Now if you are an accountant tasked with cash flow forecasting, here are a few tips that might help you with cash flow forecasting for your organization.
- Do not forecast in detail far into the future
Most of the time, the devil is in the details. If you are working on four weeks plus nine, use items that can be anticipated for the first four weeks. For example, you can use receivables. As for the succeeding nine, use historical
- Input, output, sensitivity analysis, and variance analysis for each model should exist
Each of these items above serves a particular purpose which is why they should exist. For example, sensitivity analysis is good because it reveals to you the risks in your forecast.
Variance analysis is good because it will allow you to look at what you need to adjust to your company´s goals or strategies.
- Drive your inputs by metrics and look into subgroups of metrics
A good example of a driver for your input is debtor days, and for every metric, you use like debtor days, there are always further characterisations of it.

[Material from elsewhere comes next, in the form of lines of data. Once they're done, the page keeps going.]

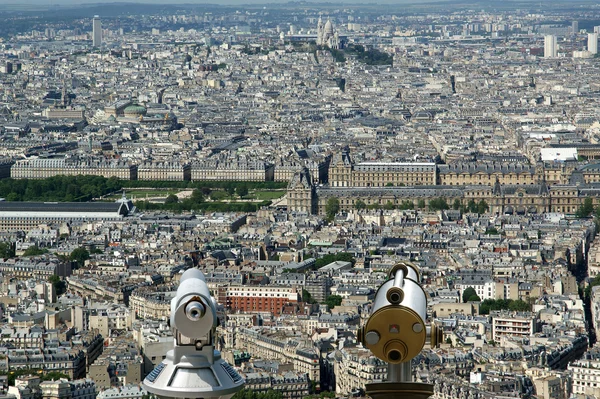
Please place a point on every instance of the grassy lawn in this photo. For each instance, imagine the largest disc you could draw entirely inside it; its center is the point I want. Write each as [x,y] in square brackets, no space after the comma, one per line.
[143,193]
[267,195]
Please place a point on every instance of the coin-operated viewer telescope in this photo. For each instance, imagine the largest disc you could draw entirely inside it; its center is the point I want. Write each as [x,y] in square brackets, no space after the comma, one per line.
[193,368]
[396,332]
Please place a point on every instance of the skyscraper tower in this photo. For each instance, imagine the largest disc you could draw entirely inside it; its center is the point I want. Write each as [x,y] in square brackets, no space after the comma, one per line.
[97,31]
[549,46]
[593,43]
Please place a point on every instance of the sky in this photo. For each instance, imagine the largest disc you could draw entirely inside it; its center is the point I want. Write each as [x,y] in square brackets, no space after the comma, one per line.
[238,2]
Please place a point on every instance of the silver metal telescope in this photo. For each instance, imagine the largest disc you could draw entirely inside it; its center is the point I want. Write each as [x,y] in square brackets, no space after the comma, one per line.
[396,332]
[193,368]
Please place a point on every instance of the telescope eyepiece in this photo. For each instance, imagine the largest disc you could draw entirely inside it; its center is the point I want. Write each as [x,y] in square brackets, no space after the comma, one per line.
[195,310]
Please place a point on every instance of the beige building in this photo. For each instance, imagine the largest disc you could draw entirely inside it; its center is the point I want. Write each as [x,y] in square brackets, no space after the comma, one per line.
[59,389]
[64,113]
[41,168]
[164,171]
[512,325]
[343,172]
[500,199]
[152,302]
[262,344]
[356,367]
[226,170]
[586,374]
[462,174]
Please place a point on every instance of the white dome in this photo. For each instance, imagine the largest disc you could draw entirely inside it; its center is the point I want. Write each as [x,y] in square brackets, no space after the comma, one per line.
[328,27]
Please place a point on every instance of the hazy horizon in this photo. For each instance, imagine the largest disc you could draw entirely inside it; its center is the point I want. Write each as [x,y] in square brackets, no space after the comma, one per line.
[243,2]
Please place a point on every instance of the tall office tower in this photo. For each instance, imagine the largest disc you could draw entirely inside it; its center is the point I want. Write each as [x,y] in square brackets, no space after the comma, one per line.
[593,43]
[97,31]
[549,46]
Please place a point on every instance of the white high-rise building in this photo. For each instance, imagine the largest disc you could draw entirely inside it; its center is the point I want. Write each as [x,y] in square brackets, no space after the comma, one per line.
[97,31]
[593,43]
[549,46]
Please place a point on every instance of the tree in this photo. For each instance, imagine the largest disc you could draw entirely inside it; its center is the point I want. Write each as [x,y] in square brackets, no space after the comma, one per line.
[171,199]
[456,205]
[242,190]
[79,255]
[332,207]
[35,251]
[585,209]
[468,293]
[332,301]
[59,285]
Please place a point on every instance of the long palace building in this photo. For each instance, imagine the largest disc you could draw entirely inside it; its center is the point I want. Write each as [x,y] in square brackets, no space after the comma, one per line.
[16,216]
[304,196]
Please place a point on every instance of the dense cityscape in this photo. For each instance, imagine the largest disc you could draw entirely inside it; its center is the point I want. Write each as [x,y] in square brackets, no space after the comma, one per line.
[294,153]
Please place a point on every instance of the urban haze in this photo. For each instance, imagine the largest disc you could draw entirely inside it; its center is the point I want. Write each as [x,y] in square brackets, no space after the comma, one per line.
[301,155]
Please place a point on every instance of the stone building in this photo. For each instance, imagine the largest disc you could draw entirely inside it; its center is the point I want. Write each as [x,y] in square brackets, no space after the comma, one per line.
[343,172]
[270,345]
[41,168]
[304,196]
[164,171]
[226,170]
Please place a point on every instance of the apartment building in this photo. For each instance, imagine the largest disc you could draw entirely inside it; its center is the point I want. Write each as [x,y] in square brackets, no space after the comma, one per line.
[245,298]
[232,170]
[512,325]
[41,168]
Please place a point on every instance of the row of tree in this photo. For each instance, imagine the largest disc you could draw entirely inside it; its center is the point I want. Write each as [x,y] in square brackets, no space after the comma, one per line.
[85,188]
[189,204]
[229,186]
[436,204]
[58,188]
[470,295]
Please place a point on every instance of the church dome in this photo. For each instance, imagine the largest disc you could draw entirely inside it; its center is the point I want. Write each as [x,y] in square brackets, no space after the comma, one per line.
[328,28]
[134,111]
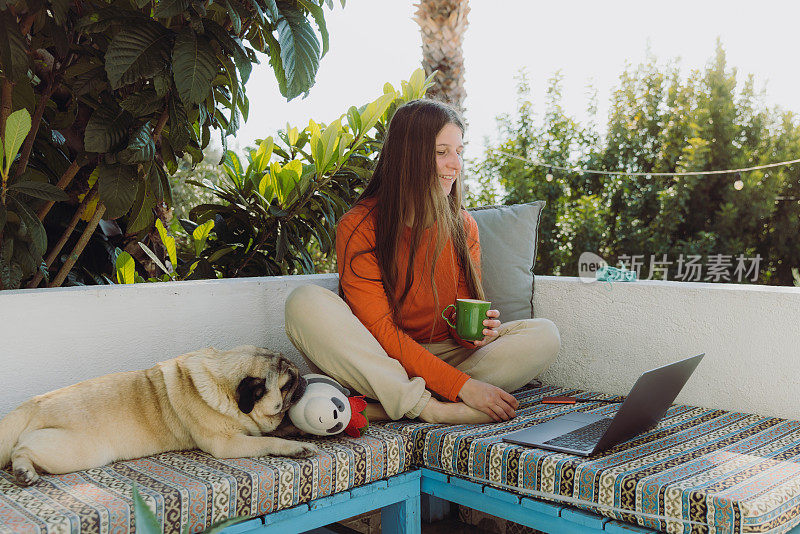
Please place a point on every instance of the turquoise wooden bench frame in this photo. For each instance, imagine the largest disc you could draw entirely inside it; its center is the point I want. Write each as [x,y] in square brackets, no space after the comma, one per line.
[398,497]
[402,497]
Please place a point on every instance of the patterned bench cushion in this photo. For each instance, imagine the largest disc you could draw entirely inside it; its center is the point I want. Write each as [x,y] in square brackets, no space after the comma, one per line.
[738,472]
[194,489]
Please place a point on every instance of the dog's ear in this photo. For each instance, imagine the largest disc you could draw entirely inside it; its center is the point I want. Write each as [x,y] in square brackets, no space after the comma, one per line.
[248,393]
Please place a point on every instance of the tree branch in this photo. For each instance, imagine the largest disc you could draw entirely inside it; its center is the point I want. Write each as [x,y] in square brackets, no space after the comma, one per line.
[76,252]
[162,120]
[62,184]
[56,250]
[5,105]
[35,120]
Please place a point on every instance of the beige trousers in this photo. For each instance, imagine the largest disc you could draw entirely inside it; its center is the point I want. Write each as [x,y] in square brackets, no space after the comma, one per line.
[334,342]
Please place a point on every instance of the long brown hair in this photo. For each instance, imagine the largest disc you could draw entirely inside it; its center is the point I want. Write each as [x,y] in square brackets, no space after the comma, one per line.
[406,182]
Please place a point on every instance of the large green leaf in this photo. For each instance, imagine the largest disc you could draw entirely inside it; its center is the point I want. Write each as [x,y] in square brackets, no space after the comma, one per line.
[106,129]
[18,125]
[194,66]
[200,235]
[117,186]
[169,8]
[13,55]
[179,126]
[299,52]
[141,147]
[136,52]
[126,273]
[141,217]
[40,190]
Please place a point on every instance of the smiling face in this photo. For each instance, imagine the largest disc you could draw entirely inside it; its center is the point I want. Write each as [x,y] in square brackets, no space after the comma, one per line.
[449,145]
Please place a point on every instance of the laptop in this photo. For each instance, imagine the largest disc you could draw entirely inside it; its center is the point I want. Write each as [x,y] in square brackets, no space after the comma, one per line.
[584,434]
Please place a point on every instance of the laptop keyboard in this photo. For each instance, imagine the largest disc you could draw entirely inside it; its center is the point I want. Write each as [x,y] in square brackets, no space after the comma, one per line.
[583,438]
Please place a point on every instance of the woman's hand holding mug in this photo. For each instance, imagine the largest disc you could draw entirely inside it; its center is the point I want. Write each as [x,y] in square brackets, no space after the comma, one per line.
[474,320]
[491,400]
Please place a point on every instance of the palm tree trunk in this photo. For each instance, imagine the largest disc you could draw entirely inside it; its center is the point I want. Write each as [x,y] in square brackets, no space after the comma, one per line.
[442,25]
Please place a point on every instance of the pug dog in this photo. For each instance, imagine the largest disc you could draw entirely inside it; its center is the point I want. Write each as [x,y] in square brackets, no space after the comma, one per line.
[224,403]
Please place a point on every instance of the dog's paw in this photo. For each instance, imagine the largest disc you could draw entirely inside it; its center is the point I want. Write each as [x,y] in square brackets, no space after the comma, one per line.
[25,477]
[302,450]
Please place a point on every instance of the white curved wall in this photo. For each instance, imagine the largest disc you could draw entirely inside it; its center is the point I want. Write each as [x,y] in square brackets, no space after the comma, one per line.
[51,338]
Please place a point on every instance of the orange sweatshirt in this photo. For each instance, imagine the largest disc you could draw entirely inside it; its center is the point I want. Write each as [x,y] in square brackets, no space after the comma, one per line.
[360,278]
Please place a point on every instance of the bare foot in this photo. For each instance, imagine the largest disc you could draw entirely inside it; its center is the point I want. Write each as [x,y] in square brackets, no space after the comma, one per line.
[455,413]
[375,412]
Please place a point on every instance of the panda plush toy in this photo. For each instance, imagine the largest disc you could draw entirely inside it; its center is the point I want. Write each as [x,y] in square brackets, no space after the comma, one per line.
[326,409]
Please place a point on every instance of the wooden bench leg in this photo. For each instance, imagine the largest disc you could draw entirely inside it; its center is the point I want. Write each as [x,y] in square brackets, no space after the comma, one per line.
[434,509]
[402,517]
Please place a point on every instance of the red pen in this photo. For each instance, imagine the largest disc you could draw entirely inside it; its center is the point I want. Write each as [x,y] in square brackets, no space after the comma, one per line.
[573,400]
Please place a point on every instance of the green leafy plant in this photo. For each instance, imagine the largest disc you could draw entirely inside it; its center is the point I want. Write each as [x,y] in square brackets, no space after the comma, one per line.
[286,197]
[119,90]
[148,523]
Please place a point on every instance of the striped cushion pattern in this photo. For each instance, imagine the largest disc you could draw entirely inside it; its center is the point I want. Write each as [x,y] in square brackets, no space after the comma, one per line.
[735,472]
[193,489]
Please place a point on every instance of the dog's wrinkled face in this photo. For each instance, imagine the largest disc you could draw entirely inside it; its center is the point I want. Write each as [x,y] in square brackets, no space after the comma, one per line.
[270,388]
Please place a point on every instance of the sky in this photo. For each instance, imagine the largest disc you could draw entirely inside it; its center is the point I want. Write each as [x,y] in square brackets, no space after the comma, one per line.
[375,41]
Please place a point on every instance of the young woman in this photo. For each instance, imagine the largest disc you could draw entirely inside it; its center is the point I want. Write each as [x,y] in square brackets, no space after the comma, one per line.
[405,251]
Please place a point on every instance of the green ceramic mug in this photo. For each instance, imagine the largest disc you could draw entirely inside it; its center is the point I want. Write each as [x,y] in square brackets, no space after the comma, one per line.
[470,314]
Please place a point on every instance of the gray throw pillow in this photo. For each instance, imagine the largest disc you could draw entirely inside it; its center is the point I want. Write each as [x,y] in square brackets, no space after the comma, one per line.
[509,236]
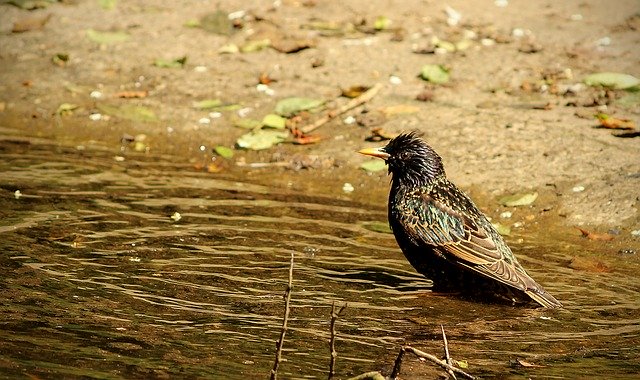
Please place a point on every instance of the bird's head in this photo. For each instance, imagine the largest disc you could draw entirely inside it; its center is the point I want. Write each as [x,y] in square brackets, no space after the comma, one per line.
[411,161]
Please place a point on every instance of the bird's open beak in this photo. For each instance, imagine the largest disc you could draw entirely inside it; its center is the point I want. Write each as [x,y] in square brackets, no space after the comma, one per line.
[375,152]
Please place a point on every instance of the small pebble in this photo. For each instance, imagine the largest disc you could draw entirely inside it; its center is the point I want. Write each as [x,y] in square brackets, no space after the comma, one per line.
[395,80]
[348,188]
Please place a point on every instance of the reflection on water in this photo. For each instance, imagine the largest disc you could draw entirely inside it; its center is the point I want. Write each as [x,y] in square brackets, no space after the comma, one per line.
[99,281]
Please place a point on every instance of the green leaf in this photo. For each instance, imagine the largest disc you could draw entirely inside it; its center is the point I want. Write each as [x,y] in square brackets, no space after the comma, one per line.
[382,23]
[521,199]
[261,139]
[170,63]
[435,74]
[377,227]
[247,123]
[223,151]
[129,112]
[207,104]
[274,121]
[290,106]
[502,229]
[613,80]
[373,165]
[107,38]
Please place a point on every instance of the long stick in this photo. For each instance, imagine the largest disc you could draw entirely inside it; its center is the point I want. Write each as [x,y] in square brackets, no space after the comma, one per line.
[332,341]
[332,114]
[283,331]
[447,358]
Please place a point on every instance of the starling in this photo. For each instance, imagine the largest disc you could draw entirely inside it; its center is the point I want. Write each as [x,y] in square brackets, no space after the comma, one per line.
[444,235]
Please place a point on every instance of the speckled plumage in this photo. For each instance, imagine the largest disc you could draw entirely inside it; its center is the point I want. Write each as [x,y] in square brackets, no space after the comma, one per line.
[444,235]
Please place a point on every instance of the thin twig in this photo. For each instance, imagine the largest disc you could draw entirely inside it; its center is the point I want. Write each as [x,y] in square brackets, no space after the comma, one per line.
[332,114]
[437,361]
[283,331]
[332,341]
[447,358]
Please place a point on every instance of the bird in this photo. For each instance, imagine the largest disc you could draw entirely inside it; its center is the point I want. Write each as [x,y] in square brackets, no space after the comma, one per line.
[444,235]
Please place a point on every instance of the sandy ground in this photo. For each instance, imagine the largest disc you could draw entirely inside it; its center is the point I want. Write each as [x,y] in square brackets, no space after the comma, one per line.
[513,117]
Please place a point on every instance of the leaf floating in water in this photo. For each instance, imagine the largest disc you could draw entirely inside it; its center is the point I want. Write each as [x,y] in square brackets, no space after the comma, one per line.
[274,121]
[107,38]
[373,165]
[129,112]
[382,227]
[435,74]
[261,139]
[616,81]
[223,151]
[290,106]
[595,236]
[521,199]
[171,63]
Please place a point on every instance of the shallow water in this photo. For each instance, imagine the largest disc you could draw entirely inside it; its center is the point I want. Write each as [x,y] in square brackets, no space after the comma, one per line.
[98,281]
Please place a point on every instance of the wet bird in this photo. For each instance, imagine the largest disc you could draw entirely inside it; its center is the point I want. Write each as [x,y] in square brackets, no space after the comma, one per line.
[444,235]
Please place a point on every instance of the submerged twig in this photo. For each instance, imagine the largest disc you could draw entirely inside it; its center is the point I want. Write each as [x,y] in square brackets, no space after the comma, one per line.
[283,331]
[447,358]
[332,341]
[332,114]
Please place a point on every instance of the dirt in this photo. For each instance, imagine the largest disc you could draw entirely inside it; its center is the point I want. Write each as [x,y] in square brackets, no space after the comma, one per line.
[503,124]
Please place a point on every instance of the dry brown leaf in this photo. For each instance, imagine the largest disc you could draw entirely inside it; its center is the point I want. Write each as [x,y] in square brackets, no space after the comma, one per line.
[131,94]
[30,23]
[595,236]
[610,122]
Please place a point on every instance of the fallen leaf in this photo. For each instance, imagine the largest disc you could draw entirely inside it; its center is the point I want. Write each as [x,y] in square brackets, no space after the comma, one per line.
[171,63]
[520,199]
[588,265]
[207,104]
[107,38]
[223,151]
[435,74]
[131,94]
[354,91]
[290,106]
[60,59]
[261,139]
[30,23]
[305,140]
[108,4]
[382,227]
[400,109]
[129,112]
[255,45]
[610,122]
[595,236]
[613,80]
[274,121]
[217,22]
[373,165]
[290,45]
[247,123]
[65,109]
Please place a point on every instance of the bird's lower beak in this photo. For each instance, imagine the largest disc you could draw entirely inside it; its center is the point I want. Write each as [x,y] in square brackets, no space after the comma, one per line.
[375,152]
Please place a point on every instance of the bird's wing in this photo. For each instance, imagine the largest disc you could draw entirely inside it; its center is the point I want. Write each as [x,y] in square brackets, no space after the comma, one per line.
[431,222]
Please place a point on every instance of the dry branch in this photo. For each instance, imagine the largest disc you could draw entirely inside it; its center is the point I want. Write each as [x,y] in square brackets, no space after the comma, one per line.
[332,114]
[283,331]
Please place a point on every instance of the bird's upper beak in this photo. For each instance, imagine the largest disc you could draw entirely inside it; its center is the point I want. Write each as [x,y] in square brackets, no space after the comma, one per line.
[375,152]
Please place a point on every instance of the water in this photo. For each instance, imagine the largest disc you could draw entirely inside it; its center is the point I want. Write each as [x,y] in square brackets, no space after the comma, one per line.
[98,281]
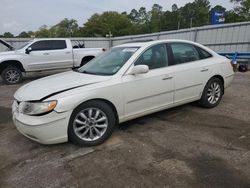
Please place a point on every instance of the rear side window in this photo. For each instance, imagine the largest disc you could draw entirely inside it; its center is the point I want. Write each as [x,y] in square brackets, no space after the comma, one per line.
[203,53]
[58,44]
[40,45]
[49,45]
[155,57]
[183,53]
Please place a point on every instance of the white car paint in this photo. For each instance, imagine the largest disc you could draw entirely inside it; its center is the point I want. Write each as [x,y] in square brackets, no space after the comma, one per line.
[49,59]
[132,95]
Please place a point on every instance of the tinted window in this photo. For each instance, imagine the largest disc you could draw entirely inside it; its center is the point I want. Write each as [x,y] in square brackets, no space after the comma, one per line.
[58,44]
[203,53]
[40,45]
[48,45]
[109,62]
[183,53]
[154,57]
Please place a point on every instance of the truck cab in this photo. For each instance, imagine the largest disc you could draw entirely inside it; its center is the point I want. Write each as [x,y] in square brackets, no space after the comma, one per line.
[43,54]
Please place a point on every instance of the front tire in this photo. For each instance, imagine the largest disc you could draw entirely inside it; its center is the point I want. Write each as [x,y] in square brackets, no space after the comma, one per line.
[11,75]
[212,93]
[91,123]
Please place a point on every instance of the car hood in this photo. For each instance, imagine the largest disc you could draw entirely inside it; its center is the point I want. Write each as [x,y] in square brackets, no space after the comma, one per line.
[55,84]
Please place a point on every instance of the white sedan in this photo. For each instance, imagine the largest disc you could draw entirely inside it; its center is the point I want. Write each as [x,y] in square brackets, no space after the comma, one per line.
[126,82]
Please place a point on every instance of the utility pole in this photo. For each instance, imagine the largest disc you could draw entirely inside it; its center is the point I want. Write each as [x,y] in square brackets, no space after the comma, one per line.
[191,22]
[109,36]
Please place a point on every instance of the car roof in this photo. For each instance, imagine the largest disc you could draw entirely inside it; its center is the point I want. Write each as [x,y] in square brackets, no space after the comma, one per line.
[149,43]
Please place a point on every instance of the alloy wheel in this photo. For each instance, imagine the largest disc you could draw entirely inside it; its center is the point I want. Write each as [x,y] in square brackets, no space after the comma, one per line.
[213,93]
[12,76]
[90,124]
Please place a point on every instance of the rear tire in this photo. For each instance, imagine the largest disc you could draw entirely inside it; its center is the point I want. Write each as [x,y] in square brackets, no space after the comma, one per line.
[91,123]
[11,75]
[212,93]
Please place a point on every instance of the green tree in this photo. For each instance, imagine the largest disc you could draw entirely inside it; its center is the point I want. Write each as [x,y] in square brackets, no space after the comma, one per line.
[242,8]
[101,24]
[43,32]
[65,28]
[156,16]
[23,35]
[195,14]
[8,35]
[140,20]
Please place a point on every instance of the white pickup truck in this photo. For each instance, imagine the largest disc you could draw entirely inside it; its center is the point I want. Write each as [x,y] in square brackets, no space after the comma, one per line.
[43,54]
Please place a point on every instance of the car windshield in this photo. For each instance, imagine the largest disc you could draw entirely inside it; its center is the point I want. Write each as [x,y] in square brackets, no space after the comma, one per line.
[23,45]
[110,62]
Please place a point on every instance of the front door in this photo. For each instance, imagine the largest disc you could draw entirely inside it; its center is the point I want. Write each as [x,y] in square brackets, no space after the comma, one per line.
[190,72]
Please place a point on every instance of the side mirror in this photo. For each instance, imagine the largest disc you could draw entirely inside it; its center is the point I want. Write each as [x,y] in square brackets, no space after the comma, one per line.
[139,69]
[28,50]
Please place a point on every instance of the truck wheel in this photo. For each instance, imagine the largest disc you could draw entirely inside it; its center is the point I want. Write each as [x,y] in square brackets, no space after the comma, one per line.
[11,75]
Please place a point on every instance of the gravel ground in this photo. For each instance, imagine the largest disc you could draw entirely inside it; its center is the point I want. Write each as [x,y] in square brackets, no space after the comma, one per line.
[187,146]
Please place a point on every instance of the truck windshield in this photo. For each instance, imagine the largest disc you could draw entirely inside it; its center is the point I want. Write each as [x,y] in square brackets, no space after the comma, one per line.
[110,62]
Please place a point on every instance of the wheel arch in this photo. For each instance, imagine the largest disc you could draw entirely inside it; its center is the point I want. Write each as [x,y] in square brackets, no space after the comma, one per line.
[105,101]
[14,63]
[220,78]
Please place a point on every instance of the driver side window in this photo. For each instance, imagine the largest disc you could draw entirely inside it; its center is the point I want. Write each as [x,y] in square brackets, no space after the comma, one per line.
[154,57]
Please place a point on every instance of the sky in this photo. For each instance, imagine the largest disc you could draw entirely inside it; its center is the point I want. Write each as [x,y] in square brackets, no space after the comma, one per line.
[25,15]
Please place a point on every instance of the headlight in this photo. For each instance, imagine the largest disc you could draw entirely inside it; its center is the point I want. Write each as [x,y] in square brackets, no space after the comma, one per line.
[36,108]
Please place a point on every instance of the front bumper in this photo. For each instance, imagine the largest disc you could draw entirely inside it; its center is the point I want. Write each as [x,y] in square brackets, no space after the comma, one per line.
[51,128]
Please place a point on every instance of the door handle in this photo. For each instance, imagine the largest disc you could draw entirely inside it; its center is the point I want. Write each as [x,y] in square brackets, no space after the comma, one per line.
[167,77]
[204,69]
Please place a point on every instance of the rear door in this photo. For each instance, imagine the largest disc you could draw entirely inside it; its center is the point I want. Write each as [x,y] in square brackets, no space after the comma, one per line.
[191,72]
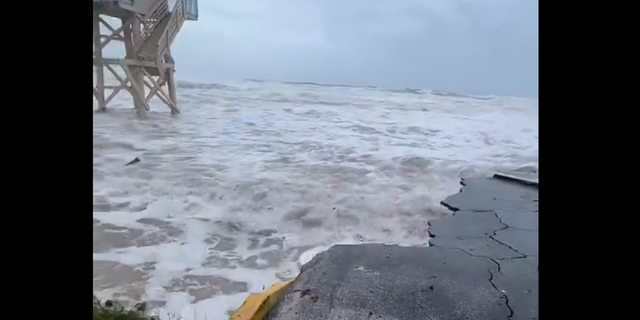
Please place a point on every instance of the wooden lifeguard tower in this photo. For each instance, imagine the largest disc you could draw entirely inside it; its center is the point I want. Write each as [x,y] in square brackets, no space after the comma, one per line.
[148,29]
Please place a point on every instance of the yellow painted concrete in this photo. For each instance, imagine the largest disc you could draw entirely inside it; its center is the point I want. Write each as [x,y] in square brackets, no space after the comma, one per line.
[257,305]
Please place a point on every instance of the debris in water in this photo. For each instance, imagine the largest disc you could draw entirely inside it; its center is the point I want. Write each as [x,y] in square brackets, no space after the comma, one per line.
[136,160]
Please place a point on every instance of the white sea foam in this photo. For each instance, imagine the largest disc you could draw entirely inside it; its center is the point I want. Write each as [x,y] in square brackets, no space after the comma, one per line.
[251,174]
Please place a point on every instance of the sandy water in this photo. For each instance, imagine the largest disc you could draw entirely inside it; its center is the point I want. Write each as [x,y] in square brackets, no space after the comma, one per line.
[251,174]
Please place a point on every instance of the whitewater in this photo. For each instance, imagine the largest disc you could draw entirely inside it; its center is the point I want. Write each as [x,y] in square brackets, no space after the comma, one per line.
[228,194]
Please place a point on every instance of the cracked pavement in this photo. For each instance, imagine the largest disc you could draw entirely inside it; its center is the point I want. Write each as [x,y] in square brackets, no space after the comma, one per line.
[482,263]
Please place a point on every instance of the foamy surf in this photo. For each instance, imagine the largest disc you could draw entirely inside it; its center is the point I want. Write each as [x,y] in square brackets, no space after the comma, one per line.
[228,196]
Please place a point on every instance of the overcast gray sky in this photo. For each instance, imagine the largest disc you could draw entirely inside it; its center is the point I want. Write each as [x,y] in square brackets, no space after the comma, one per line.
[465,46]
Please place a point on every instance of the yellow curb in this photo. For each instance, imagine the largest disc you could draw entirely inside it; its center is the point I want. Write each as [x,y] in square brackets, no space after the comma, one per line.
[257,305]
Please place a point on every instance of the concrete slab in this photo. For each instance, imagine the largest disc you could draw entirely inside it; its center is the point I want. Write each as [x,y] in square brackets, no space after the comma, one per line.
[376,281]
[482,264]
[522,177]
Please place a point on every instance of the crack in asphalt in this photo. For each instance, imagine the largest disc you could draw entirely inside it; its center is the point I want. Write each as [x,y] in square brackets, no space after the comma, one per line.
[503,293]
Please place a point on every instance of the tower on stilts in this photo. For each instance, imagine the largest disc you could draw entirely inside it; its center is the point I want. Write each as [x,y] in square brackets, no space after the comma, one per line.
[148,27]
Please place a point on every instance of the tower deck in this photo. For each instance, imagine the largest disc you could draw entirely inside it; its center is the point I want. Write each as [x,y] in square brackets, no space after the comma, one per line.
[147,29]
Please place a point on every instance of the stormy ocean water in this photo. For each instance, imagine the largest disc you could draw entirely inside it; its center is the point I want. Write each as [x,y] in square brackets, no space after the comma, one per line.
[228,194]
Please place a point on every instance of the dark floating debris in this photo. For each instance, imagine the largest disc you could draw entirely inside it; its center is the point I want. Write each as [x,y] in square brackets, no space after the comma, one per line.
[134,161]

Look into that and evaluate.
- Build your cash flow into accounts and tie into a P&L and balance sheet forecast
This practice is to attain improved transparency and interconnectedness in the process; otherwise, your cash flow forecast might feel disconnected or isolated.
- Make your forecast easily modifiable
A forecast that cannot be easily updated is a useless forecast. Everytime something happens – expected or unexpected, you should update your forecast so that it continues to reflect reality and so you can continue to use it as a basis for decision making.
- Record your variance reasons and review regularly
This should be done so you can test your assumptions and continue to make sure they are still relevant.
- Lock your figures or template
Not locking your template or your figures can lead to unintended consequences. Most of the time, when financial forecasting is done in Excel spreadsheets, it is hard to trace a single mistake such as when a formula drags across when it shouldn’t have. Locking it is a way to prevent errors.